A bootstrapping algorithm was used with the resample size set to 500 to test the structural model. The path coefficients and model explanatory power are presented in Table 5 and Fig. 2, which show that H2 and H4 are not supported.

Table 5. Result of hypotheses testing.

Hypotheses Path coefficients t-values Supported?
H1: SA → RP 0.21 2.56 * Yes
H2: SR → RP 0.12 1.58   No
H3: I → RP 0.45 5.90 ** Yes
H4: NV → RP 0.03 0.50   No
H5: RP → RB 0.52 8.10 ** Yes
H6: RB → S 0.49 7.55 ** Yes
H7: RB → RC 0.17 2.51 * Yes
H8: S → RC 0.60 8.56 ** Yes
H9: S → L 0.33 3.74 ** Yes
H10: RC → L 0.44 5.57 ** Yes

R2: RP=0.46; RB=0.27; S=0.24; RC=0.49; L=0.50.

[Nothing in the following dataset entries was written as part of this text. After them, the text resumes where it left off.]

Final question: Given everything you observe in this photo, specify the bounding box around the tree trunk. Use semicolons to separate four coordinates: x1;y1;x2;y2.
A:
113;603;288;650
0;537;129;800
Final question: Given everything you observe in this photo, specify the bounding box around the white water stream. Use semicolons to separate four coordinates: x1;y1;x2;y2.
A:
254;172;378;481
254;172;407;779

I: involvement; L: loyalty; NV: need for variety; RB: relational benefits; RC: relationship commitment; RP: relationship proneness; S: satisfaction; SA: social affiliation; SR: social recognition.

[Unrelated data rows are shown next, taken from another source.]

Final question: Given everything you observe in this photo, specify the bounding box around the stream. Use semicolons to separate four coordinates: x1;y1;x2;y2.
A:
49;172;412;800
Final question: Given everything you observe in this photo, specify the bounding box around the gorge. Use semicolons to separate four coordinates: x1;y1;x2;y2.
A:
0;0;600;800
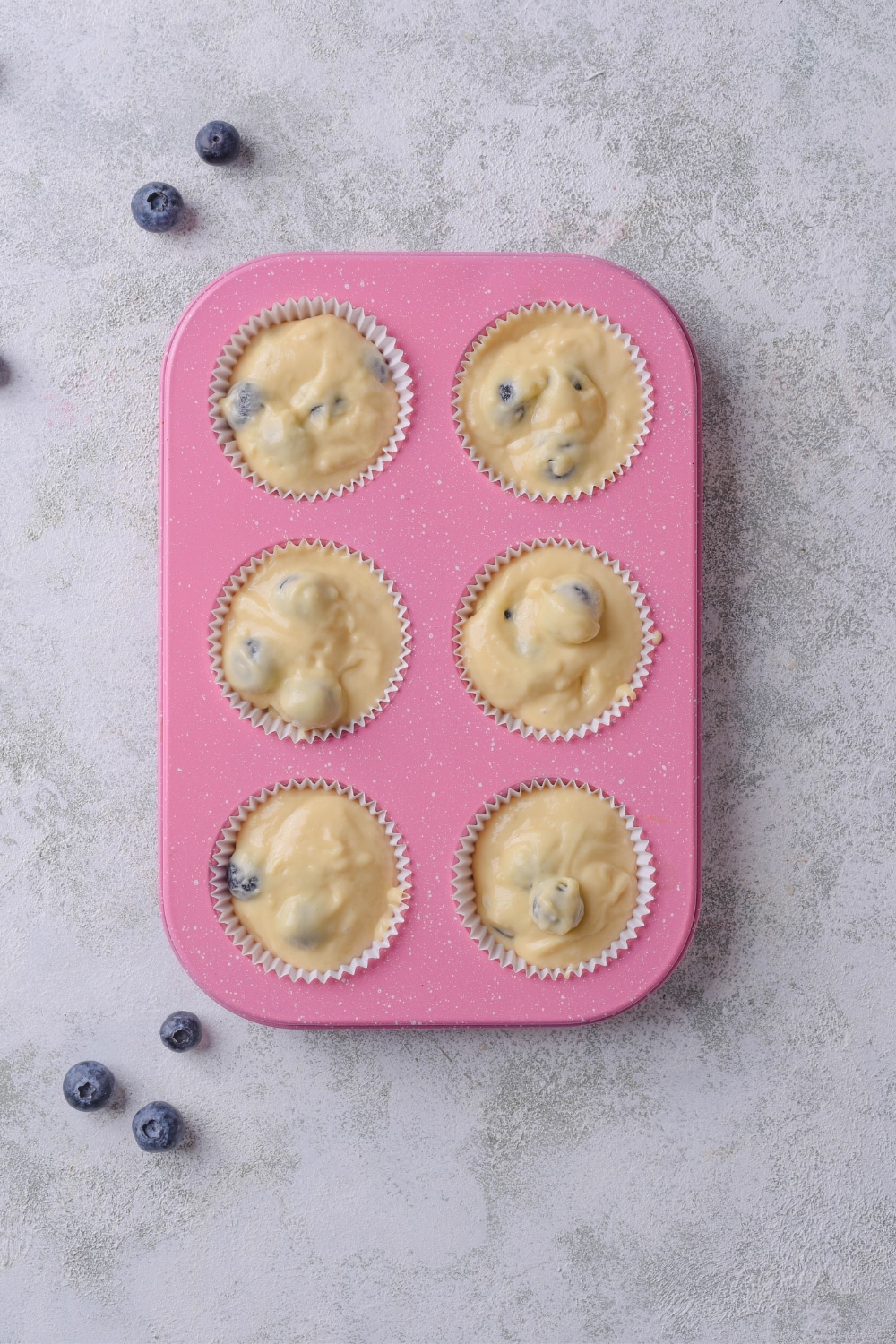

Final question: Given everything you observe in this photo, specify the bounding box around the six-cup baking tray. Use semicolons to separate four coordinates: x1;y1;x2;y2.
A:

*: p < 0.05; **: p < 0.01.

The results of structural model analysis confirmed positive effects of satisfaction (β=0.33; p<0.01) and relationship commitment (β=0.44; p<0.01) on loyalty, of satisfaction (β=0.60; p<0.01) and relational benefits (β=0.17; p<0.05) on relationship commitment, of relational benefits (β=0.49; p<0.01) on satisfaction, of relationship proneness (β=0.52; p<0.01) on relational benefits, and of social affiliation (β=0.21; p<0.05) and involvement (β=0.45; p<0.01) on relationship proneness. However, the effects of social recognition and need for variety on relationship proneness remained unconfirmed. The explained variances in relationship proneness, relational benefits, satisfaction, relationship commitment, and loyalty were 0.46, 0.27, 0.24, 0.49, and 0.50, respectively.

7. Discussion

The theoretical contribution of this study is that the effects of personality traits on loyalty were examined in the context of online communities. This inclusion enabled exploring the role of individual differences in the formation of online loyalty. In addition, although previous research has focused primarily on the relationship between relationship proneness and satisfaction, the present study also examined the mediating role of relational benefits in the aforementioned relationship. This examination can elucidate the importance of relational benefits for relationship quality and loyalty.

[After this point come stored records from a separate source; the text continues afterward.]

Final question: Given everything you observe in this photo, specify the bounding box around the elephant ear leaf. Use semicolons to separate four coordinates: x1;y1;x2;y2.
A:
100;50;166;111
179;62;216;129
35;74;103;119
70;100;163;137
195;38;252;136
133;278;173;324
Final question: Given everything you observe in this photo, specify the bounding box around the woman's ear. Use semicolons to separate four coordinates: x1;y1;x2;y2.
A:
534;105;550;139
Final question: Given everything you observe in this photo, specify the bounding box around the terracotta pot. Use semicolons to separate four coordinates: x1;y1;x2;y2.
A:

The current findings indicated that both social affiliation and involvement are positively associated with relationship proneness. This suggests that people are prone to engage in a virtual relationship because they desire more social contact or because online communities fulfill their needs, interests, or values. However, the results of this study do not support the association of relationship proneness with social recognition and need for variety. A plausible explanation for this is that although online communities offer things of interest and a sense of belonging for members, they cannot provide the type of respect and recognition that members can experience in the real world. In addition, people with a higher need for variety likely demonstrate switch behavior [8]; therefore, they might not be particularly more involved in relationships that develop in the virtual world. Most previous studies have focused on the service industry in real-world settings and were conducted when online communities were not as prevalent as they are today. Hence, the current findings are inconsistent with those of previous studies.

Relationship proneness positively influences relational benefits, and relational benefits positively influence satisfaction and relationship commitment. This suggests that online community members with higher relationship proneness tend to perceive higher relational benefits, and in turn, they perceive higher relationship quality.

The current findings also indicate that satisfaction has a positive effect on relationship commitment and loyalty, and relationship commitment has a positive effect on loyalty. These findings accord with those documented in relationship marketing literature [22, 23, 24, 25]. In other words, the views of relationship marketing may be applicable to online communities.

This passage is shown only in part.